- Added Mixtral 8x7B paper
Update from January 9, 2024:
Mistral AI has published the Mixtral 8x7B paper, which describes the architecture of the model in detail. It also contains extensive benchmarks comparing it to LLaMA 2 70B and GPT-3.5.
In the much-cited language comprehension benchmark MMLU, Mixtral is ahead of the two models mentioned above. Larger models such as Gemini Ultra or GPT-4 achieve between 85 and 90 percent, depending on the prompt method.
On the LMSys Leaderboard, where humans rate the AI's answers, Mixtral 8x7b is just ahead of Claude 2.1 and GPT-3.5, as well as Google's Gemini Pro. GPT-4 is clearly in the lead.
This confirms the pattern of the past few months: it seems relatively easy for many organizations to achieve a model at or slightly above the level of GPT-3.5. But GPT-4 remains unmatched.
Original article from December 11, 2023:
Mixtral 8x7B is currently the best open source LLM, says Mistral
Mistral AI has released its new Mixtral 8x7B language model, detailing its performance in a new blog post. It is claimed to be the best open language model currently available.

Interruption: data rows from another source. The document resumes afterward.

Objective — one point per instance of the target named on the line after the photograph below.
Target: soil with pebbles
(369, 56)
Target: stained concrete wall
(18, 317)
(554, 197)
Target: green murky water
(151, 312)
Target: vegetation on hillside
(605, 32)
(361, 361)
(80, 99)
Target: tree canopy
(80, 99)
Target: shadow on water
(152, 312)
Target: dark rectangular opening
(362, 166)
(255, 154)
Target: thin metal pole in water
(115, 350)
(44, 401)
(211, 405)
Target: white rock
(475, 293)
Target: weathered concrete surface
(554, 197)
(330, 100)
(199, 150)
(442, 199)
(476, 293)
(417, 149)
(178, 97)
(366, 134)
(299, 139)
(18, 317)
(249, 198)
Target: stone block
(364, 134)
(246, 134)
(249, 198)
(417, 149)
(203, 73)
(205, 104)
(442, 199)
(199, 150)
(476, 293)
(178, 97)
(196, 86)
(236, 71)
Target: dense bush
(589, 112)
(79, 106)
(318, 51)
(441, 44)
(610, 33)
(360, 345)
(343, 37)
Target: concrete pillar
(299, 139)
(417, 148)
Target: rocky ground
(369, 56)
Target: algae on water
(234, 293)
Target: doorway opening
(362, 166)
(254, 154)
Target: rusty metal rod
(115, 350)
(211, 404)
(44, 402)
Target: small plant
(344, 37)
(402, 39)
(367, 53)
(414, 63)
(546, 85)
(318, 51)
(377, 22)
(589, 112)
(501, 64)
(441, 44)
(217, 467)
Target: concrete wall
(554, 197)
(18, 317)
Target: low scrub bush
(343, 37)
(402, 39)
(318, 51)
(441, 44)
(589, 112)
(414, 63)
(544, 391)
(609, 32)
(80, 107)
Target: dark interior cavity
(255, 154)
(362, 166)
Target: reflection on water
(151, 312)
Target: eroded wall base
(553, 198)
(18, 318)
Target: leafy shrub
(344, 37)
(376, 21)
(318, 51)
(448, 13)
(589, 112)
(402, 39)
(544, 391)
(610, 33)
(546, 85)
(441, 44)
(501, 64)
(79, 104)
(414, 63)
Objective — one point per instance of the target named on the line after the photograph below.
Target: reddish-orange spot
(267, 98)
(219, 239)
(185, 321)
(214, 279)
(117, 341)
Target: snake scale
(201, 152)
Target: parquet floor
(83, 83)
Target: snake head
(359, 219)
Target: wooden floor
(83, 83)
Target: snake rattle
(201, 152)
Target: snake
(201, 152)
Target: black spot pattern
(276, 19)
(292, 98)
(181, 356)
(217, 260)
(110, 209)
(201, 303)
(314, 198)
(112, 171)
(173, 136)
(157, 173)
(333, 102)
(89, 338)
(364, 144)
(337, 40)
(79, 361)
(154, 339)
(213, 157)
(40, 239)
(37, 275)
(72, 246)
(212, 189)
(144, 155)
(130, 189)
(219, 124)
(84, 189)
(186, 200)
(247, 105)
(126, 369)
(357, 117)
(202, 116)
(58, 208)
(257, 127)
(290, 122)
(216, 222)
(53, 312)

At the end of last week, Mistral released a new language model via a torrent link. Today, the company has released more details about the Mixtral 8x7B model, as well as announcing an API service and new funding.
According to the company, Mixtral is a sparse Mixture-of-Experts (SMoE) model with open weights, licensed under Apache 2.0. A similar architecture is rumored to be used by OpenAI for GPT-4. Mixtral selects two of the eight parameter sets for a query and uses only a fraction of the total number of parameters per inference, reducing cost and latency. Specifically, Mixtral has 45 billion parameters but uses only 12 billion parameters per token for inference. It is the largest model to date from the start-up, which released the relatively powerful Mistral 7B in September.
Mixtral 8x7B outperforms Meta's LLaMA 2 70B
According to Mistral, Mixtral outperforms Llama 2 70B in most benchmarks and offers 6 times faster inference. It is also said to be more truthful and less biased than the Meta model. According to Mistral, this makes it the "strongest open-weight model with a permissive license and the best model overall regarding cost/performance trade-offs." In standard benchmarks, it also matches or outperforms OpenAIs GPT-3.5.
Mixtral handles up to 32,000 token contexts, supports English, French, Italian, German, and Spanish, and can write code.
Mistral releases Instruct version of Mixtral
In addition to the base Mixtral 8x7B model, Mistral is also launching Mixtral 8x7B Instruct. The model has been optimized for precise instruction through supervised fine-tuning and Direct Preference Optimisation (DPO). It achieves a score of 8.30 in MT-Bench, making it the best open-source model with performance comparable to GPT-3.5.
Mixtral is available in beta on the Mistral platform. The smaller Mistral 7B and a more powerful prototype model that outperforms GPT-3.5 are also available there, Mistral said.